ALTENA ▪ Seit Montag müssen sich ein Pizzabäcker und ein Kfz-Mechaniker aus Altena gemeinsam mit einem Bauarbeiter aus Dortmund und einem Champignonzüchter aus Bonn vor dem Landgericht Hagen verantworten. Ihre bürgerliche Berufe warfen offenbar nicht genug Geld zur Befriedigung all ihrer Bedürfnisse ab, wenn das stimmt, was Staatsanwalt Axel Noelle den Männern im Alter zwischen 27 und 39 Jahren gestern beim Verlesen der Anklageschrift vorwarf: bandenmäßig organisierten Handel mit Marihuana, Amphetaminen und Kokain in großem Stil - das heißt: Nur selten wechselten Drogenmengen, die kleiner waren als ein Kilo, den Besitzer.

Der 39-jährige Dortmunder soll dabei als Organisator und Koordinator regelmäßiger Drogenverkäufe der Hauptdrahtzieher und Kopf der Bande gewesen sein, zu der auch der 23-jährige Kfz-Mechaniker und der 31-jährige Pizzabäcker aus Altena gehörten. Die beiden jungen Männer sollen im Zeitraum von März 2010 bis zu ihrer Verhaftung im Juni 2011 Drogen für den Weiterverkauf in mehreren Verstecken gelagert, als Kuriere fungiert und diverse Kontakte zu Drogenringen unter anderem in Göttingen, Marburg und Northeim hergestellt und „gepflegt“ haben. Weitere Geschäftsbeziehungen der Drogenbande reichten bis Berlin, Italien und in die Niederlande.

Viele der Verkäufe und Zwischenlagerungen sollen dabei in Altena stattgefunden haben. Immer sollen große Mengen Rauschgift im Spiel gewesen sein – auch wenn die Polizei im Nachhinein in vielen Fällen nicht mit Sicherheit angeben konnte, ob es sich um Amphetamine oder Kokain handelte. Sicher feststellen ließ sich die Art des Rauschgiftes bei einem „Deal“, der am 3. Dezember 2010 in Northeim über die Bühne gehen sollte. Dabei nahm die Polizei einen Kurier fest und stellte zwei Kilogramm Kokain sicher. Doch auch von diesem Rückschlag ließen sich die Täter nicht abschrecken.
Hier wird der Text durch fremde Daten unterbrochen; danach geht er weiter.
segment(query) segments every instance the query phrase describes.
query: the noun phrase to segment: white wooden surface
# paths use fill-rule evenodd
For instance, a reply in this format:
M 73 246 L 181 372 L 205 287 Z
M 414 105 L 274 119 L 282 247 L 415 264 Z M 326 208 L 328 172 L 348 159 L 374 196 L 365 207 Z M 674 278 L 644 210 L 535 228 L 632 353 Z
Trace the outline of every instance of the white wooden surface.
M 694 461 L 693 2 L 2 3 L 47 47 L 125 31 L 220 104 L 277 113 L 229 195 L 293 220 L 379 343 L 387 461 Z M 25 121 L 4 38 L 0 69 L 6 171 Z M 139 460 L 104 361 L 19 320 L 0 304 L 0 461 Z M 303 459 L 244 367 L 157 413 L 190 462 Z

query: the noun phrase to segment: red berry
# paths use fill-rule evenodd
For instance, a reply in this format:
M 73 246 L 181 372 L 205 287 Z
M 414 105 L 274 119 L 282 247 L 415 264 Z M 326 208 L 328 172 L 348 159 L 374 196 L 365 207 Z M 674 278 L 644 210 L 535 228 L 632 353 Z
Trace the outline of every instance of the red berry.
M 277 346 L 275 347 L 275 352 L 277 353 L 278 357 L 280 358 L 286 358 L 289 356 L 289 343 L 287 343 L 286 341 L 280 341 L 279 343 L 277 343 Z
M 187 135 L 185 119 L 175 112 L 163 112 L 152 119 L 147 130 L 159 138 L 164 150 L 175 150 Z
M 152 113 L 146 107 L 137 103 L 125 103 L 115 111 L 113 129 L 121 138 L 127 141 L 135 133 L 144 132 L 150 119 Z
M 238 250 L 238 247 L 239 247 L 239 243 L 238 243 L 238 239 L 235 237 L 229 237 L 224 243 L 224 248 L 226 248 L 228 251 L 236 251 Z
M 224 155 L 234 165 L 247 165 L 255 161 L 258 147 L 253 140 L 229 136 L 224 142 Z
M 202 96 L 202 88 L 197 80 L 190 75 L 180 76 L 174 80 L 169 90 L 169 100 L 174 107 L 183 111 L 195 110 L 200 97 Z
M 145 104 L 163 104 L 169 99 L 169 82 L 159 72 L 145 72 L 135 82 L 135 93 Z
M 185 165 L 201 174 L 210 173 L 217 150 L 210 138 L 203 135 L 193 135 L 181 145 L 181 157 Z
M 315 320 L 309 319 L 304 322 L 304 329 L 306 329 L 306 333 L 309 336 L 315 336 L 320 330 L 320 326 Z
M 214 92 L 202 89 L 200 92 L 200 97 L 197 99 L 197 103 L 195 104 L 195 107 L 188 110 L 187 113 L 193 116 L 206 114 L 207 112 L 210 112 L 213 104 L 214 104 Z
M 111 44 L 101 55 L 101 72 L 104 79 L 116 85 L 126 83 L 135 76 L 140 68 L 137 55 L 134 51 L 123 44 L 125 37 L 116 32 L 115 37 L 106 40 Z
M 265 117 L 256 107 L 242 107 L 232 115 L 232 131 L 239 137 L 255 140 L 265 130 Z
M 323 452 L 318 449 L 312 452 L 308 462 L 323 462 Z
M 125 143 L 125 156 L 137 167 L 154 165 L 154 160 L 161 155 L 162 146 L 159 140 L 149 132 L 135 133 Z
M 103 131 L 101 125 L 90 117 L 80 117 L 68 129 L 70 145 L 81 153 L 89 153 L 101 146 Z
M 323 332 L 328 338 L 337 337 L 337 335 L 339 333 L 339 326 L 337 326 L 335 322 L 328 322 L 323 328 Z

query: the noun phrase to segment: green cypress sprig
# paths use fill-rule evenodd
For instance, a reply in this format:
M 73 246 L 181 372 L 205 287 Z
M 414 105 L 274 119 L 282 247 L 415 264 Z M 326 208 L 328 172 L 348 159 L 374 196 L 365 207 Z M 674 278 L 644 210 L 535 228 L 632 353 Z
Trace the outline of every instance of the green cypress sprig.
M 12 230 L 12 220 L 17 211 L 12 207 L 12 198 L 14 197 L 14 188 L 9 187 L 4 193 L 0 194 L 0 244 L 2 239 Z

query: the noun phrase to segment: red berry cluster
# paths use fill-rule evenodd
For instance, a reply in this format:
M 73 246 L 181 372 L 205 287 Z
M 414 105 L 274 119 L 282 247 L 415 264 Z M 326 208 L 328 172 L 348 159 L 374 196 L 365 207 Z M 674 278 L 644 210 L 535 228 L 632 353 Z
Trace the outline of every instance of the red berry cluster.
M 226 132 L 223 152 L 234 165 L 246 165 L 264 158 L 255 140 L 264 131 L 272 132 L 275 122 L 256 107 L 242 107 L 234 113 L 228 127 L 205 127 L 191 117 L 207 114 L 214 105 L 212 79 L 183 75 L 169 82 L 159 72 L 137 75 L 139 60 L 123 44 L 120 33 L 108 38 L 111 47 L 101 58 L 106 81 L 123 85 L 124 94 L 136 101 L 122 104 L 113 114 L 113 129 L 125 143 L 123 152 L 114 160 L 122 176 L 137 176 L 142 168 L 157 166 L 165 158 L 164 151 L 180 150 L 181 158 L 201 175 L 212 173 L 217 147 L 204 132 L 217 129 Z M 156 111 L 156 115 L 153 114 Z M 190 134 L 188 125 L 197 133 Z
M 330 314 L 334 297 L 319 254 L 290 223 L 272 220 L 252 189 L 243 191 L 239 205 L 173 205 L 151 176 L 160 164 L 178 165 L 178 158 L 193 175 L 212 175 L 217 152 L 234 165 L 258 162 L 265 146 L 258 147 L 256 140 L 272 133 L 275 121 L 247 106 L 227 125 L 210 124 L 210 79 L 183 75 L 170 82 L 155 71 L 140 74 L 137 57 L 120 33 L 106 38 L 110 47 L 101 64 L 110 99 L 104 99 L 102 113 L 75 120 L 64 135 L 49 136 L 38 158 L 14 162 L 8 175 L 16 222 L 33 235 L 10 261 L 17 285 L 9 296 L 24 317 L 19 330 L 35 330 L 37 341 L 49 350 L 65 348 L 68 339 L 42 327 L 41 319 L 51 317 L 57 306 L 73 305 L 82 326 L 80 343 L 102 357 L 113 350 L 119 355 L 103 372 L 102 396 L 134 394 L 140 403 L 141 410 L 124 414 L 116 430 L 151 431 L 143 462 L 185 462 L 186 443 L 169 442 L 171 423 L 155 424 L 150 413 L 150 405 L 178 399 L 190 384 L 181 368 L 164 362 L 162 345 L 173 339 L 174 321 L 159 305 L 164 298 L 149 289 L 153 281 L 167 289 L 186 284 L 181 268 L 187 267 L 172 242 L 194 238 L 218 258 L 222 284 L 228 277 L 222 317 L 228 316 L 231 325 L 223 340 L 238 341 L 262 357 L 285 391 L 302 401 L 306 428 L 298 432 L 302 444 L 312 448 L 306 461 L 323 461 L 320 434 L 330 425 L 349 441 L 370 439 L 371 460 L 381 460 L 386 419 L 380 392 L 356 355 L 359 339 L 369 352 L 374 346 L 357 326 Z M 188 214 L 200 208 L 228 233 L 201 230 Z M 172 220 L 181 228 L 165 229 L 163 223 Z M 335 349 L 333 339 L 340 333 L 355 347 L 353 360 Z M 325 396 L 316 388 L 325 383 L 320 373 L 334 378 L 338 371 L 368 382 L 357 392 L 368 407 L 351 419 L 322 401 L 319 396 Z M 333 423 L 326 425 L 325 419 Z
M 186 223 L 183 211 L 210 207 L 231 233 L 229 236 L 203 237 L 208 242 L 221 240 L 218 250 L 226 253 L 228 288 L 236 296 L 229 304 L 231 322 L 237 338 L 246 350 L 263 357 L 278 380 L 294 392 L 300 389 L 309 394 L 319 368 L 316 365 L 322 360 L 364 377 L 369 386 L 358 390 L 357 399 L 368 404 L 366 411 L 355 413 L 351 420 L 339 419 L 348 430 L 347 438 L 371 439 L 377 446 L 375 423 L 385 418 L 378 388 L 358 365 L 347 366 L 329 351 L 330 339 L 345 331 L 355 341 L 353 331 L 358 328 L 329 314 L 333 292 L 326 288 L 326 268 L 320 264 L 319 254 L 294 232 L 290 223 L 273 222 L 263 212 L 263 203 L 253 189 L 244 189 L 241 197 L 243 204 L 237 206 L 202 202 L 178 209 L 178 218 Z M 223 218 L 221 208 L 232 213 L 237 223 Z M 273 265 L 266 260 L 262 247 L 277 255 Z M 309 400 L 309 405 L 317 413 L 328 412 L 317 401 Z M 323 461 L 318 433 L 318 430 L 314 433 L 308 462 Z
Der jüngere der beiden Altenaer Angeklagten soll im Auftrag des Kopfes der Gruppe den Kontakt zu einem Drogenhändler in Marburg hergestellt haben. Der dortige Kontaktmann soll sich die Ware, vor allem Amphetamine, pfundweise bei mehreren Besuchen persönlich in Altena abgeholt haben. Am 22. Januar 2011 wurde der Marburger Drogenhändler im Rahmen einer Polizeikontrolle mit 1607 Gramm Amphetaminen verhaftet. Weitere Geschäfte wurden offenbar ohne Beteiligung der Altenaer Angeklagten abgewickelt.

Alle vier Angeklagten befinden sich derzeit in Untersuchungshaft oder in Strafhaft. Zu den Vorwürfen des Staatsanwalts wollten sie noch keine Stellung nehmen. Lediglich der 23-jährige Altenaer ließ über seinen Anwalt verlauten, dass er die gegen ihn erhobenen Vorwürfe bestreite. Der Verteidiger des angeblichen Drahtziehers der Bande aus Dortmund beantragte eine Aussetzung beziehungsweise Einstellung des Verfahrens, da die Anklageschrift der Staatsanwaltschaft „kein Faktum und keine Beweistatsache“ gegen seinen Mandanten vorbringe. „Schlussfolgerungen sind nicht verteidigungsfähig“, sagte Rechtsanwalt Dr. Ulrich Busch. Diesem Antrag widersprach die Kammer nach langer Beratung. Die Taten seien hinreichend konkretisiert, hieß es zur Begründung, und mögliche Mängel machten die Anklageschrift nicht unwirksam. Die Aussetzung des Verfahrens lehnte das Gericht auch mit Blick auf die ablaufende Sechsmonatsfrist der Untersuchungshaft der Angeklagten ab.

Die Vernehmung der Zeugen soll am 10. Januar im Rahmen des zweiten von insgesamt 19 geplanten Verhandlungstagen beginnen.